That's an interesting question. There is a book by Michael Hesemann, a German historian, in which he is interpreting Hitlers religion (that is actually the title of the book) like this:
Hitlers plans where going towards a "German pseudo-religion". Hitler got his first ideas from the "Ostara"-magazine, that was published between 1903 to 1931 and propagated Aryan and antisemitic theories.
The publisher, an Austrian named Jörg Lanz von Liebenfels, wanted to get his followers to convert to Protestantism, but most of the Austrian population was strictly catholic at this time, so he failed.
So Hitler, not wanting to share the fate of Liebenfels, had to keep an catholic facade. He needed the church (catholic and protestant) to get a chance to achieve his goals. Hitler found his idol in Richard Wagner. In his beliefs, Jesus Christ was Aryan, but was affected and influenced by the Jews and therefore his teachings were distorted.

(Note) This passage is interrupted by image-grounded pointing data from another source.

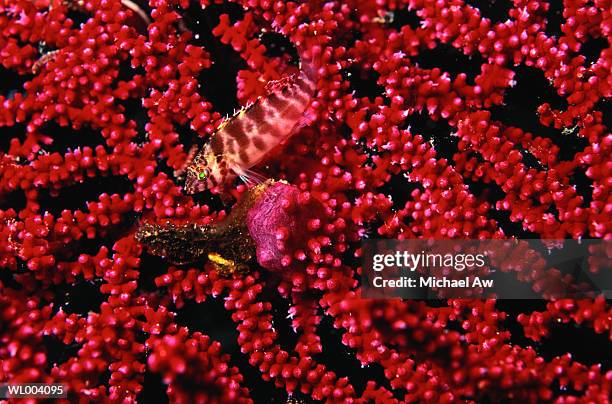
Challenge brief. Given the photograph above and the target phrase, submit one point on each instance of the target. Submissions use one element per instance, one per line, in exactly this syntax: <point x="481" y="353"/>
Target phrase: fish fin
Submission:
<point x="255" y="176"/>
<point x="249" y="177"/>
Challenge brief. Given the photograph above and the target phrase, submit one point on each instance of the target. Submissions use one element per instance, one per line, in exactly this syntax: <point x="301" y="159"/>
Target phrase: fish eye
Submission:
<point x="203" y="174"/>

Hitlers target was actually to destroy Christianity to make way for his German religion, but considering the percentage of German Christians, this was not possible, so Hitler started with the Jewish population.
Nonetheless there have been assaults on catholic churches and priests too.

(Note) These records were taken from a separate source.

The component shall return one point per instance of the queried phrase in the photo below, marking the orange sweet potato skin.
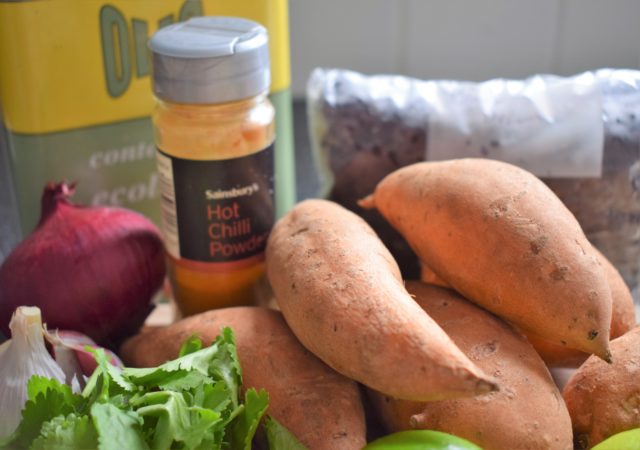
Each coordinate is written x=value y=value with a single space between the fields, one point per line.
x=527 y=412
x=320 y=407
x=623 y=319
x=499 y=236
x=341 y=293
x=604 y=399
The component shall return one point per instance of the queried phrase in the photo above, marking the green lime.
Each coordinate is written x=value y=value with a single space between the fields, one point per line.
x=421 y=440
x=627 y=440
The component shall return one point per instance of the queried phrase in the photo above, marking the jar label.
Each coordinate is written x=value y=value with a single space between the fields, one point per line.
x=217 y=210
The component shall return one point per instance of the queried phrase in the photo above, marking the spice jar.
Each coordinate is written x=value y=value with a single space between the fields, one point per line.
x=214 y=132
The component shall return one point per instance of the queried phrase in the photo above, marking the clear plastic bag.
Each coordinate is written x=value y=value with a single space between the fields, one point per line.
x=580 y=134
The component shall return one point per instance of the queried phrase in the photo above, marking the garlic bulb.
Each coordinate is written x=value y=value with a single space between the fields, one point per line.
x=23 y=356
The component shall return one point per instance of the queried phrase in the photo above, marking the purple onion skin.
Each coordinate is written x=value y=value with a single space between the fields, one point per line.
x=90 y=269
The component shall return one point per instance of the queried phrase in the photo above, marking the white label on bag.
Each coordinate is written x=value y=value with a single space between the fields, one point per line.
x=550 y=126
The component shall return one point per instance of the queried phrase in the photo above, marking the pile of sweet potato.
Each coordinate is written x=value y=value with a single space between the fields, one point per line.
x=519 y=289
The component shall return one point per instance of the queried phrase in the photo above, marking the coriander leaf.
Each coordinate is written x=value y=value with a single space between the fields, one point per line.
x=175 y=420
x=218 y=361
x=182 y=380
x=191 y=345
x=66 y=432
x=279 y=438
x=47 y=398
x=117 y=429
x=245 y=425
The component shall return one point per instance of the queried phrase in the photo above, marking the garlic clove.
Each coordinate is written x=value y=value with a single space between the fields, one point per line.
x=21 y=357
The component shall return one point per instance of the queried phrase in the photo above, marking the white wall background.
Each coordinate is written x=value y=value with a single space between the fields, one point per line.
x=462 y=39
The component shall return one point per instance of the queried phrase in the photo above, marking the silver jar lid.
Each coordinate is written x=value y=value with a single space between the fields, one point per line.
x=210 y=60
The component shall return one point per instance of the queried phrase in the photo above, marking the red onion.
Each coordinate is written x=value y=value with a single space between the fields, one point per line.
x=90 y=269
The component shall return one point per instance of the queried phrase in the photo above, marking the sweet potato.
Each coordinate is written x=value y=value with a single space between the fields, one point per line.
x=319 y=406
x=604 y=399
x=501 y=237
x=623 y=319
x=341 y=293
x=527 y=412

According to Hesemann, the destruction of Christianity in the Third Reich would have been Hitlers plan after the "Endsieg".
So, personally, I can't say if that is the truth, but it seems reasonable in some factors, but I want to close with a quote from Hitler, spoken in 1941:
Christianity is a rebellion against natural law, a protest against
nature. Taken to its logical extreme, Christianity would mean the
systematic cultivation of the human failure.